Hyperparameters such as \(\alpha\) and \(\lambda_r\) are fixed (\(\alpha=1.5, \lambda_r=0.1\)); sensitivity analyses across different scenarios have not been fully explored.
Relying on a frozen ViT backbone (pretrained on ImageNet-21K), the method's dependency on the specific backbone architecture and pretraining data remains uninvestigated.
Pseudo-replay assumes diagonal Gaussian feature distributions, which may be inaccurate for highly complex multimodal distributions, particularly under domain feature overlap.
The clamp range \([-3, 6]\) for uncertainty weighting is empirically chosen, lacking theoretical guidance.
Hyperparameters for PUDD (sliding window \(W=100\), \(D_{max}=5.0\), threshold \(\tau_s=0.01\)) have not undergone sufficient sensitivity analysis.
The fundamental difference from multi-head classifier approaches warrants deeper discussion—although the proposed scheme does not require Task-IDs, it relies on drift detection.

Rating¶

Novelty: 4/5 — \(\alpha\)-entmax residual prompt selection and PUDD drift detection represent significant innovations, and classifier knowledge preservation addresses a blind spot in PCL.
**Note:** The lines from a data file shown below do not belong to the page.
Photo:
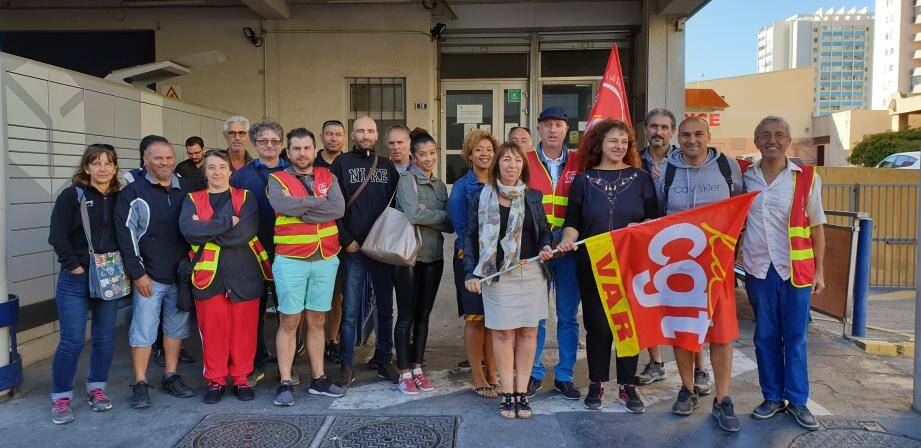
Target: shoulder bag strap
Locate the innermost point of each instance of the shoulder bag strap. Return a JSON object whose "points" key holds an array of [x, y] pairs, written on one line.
{"points": [[85, 218], [364, 183]]}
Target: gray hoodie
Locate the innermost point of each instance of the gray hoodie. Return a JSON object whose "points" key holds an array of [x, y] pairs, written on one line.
{"points": [[695, 186]]}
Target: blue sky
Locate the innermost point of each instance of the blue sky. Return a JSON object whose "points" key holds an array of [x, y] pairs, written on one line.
{"points": [[720, 39]]}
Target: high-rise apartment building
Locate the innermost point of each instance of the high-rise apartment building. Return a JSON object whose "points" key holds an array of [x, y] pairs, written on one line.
{"points": [[838, 43]]}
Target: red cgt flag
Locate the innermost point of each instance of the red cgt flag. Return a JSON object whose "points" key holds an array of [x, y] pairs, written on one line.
{"points": [[670, 281], [611, 100]]}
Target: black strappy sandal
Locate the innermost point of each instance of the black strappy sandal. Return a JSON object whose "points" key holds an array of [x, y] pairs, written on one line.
{"points": [[508, 409], [522, 407]]}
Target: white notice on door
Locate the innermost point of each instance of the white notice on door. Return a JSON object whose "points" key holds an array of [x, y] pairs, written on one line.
{"points": [[470, 113]]}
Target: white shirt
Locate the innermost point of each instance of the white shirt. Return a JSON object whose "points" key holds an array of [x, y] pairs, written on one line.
{"points": [[767, 239]]}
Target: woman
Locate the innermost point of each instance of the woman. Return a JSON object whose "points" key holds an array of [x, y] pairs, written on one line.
{"points": [[95, 179], [228, 277], [477, 151], [507, 224], [610, 193], [423, 198]]}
Experimental Thoroughness: 4/5 — Covers three benchmarks (2 medical, 1 general), comprehensive ablations, and visualization analyses, though the sequence length is limited (only 3 domains).
Writing Quality: 4/5 — Structurally sound with accurate formulations. The cross-composition diagnostic analysis is highly convincing, though some notations are dense.
Value: 4/5 — Offers a systematic and practical solution for DIL without data replay or Task-IDs, holding direct application value for continual learning in medical imaging.